Even more remarkable is that the religious revival is occurring in places that are rapidly modernizing. China and India today have the fastest growth rates in the world, and religion is thriving in both places. Turkey is the one of the most modern of the Muslim countries, and Islam has steadily gained strength there. In Central and South America, the upwardly mobile classes are embracing Pentecostal Christianity.

The global spread of American culture, with the secular values it carries, seems not to have arrested or even slowed the religious upsurge. The reason is that many non- Western cultures are actively resisting secularism. A common slogan in Asia today is “modernization without Westernization.” Many people want American prosperity and American technology, but they want to use these to preserve and strengthen their traditional way of life. They want to live in a world of multiple modernities.

We often read that Islam is the fastest-growing religion. Not true. Christianity is the fastest-growing religion in the world today. Islam is second. While Islam grows mainly through reproduction—which is to say by Muslims having large families—Christianity spreads through rapid conversion as well as natural increase. Islam has become the fastest-growing religion in Europe, which for more than a thousand years has been the home of Christianity. Catholic writer Hilaire Belloc wrote in 1920 that “the faith is Europe and Europe is the faith:’ Belloc was convinced that the future of Christianity lay in Europe.

Ironically, while Europe has moved away from Christianity, the Christian religion has been expanding its influence in Central and South America, in Africa, and in Asia. For the first time in history, Christianity has become a universal religion. It is in fact the only religion with a global reach. Buddhism and Islam, like Christianity, are religions with global aspirations, but these aspirations have not been realized. Buddhism never established itself even in the land of its founding, India, although it found adherents in the cultures of Southern and Eastern Asia. Even though it has a few followers in the West, Buddhism remains a religion with, at best, a regional impact. Islam is vastly stronger, buteven Islam is regional, with little or no sway in the United States, Canada, Central and South America, or Australia. By contrast, Christianity is a force on every continent and in every major region of the world, with the sole exception of the heartland of Islam, the Middle East.

The new face of Christianity is no longer white and blond but yellow, black, and brown. “If we want to visualize a typical contemporary Christian,” Philip Jenkins writes in The Next Christendom, “we should think of a woman living in a village in Nigeria or in a Brazilian favela.” The vital centers of Christianity today are no longer Geneva, Rome, Paris, or London. They are Buenos Aires, Manila, Kinshasa, and Addis Ababa. “The era of Western Christianity has passed within our lifetimes,” Jenkins observes, “and the day of Southern Christianity is dawning.”

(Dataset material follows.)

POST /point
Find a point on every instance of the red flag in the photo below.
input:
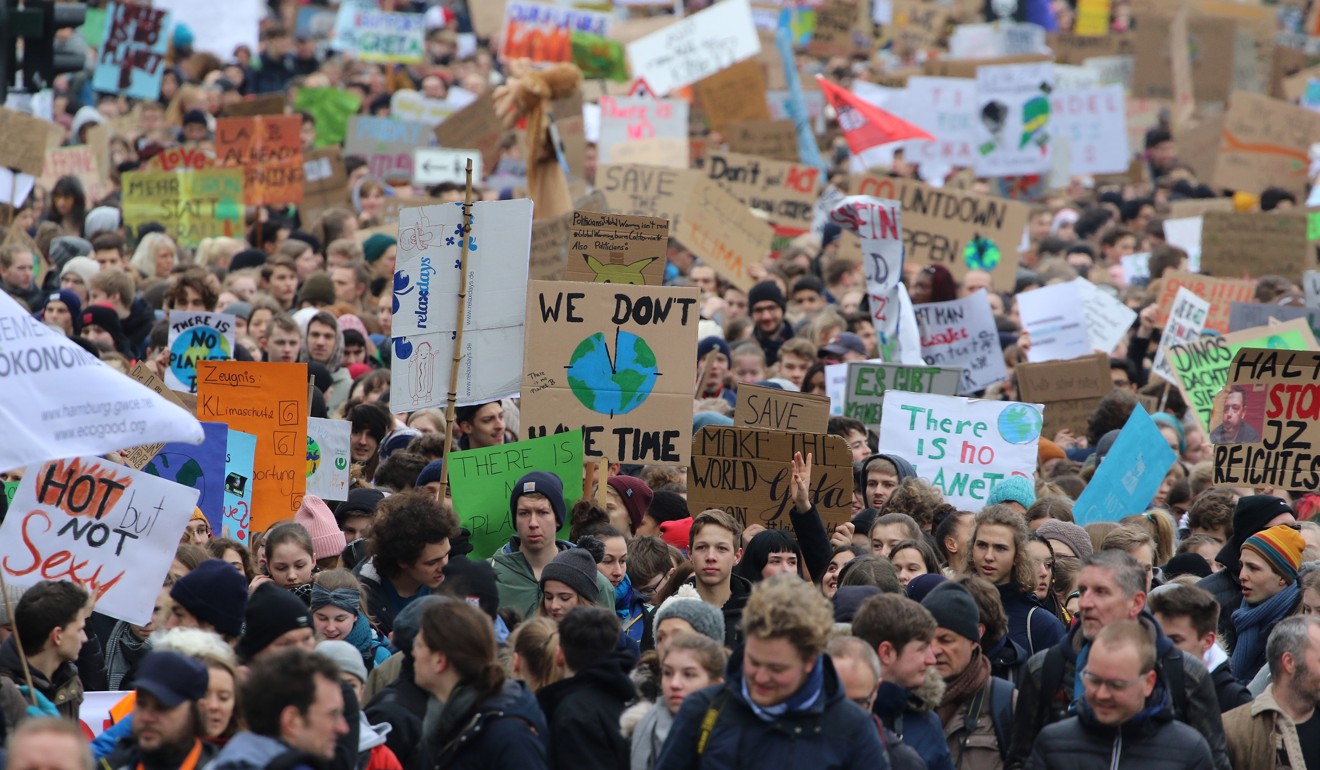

In 1900, more than 80 percent of Christians lived in Europe and America. Today 60 percent live in the developing world. More than two out of three evangelical Christians now live in Asia, Africa, and South America. Here are some numbers Jenkins provides: Europe today has 560 million Christians and America has 260 million, yet many of these are Christian in name only. In comparison, there are 480 million Christians in South America, 313 million in Asia, and 360 million in Africa. The vast majority of these are practicing Christians. There are more churchgoing Presbyterians in Ghana than in Scotland.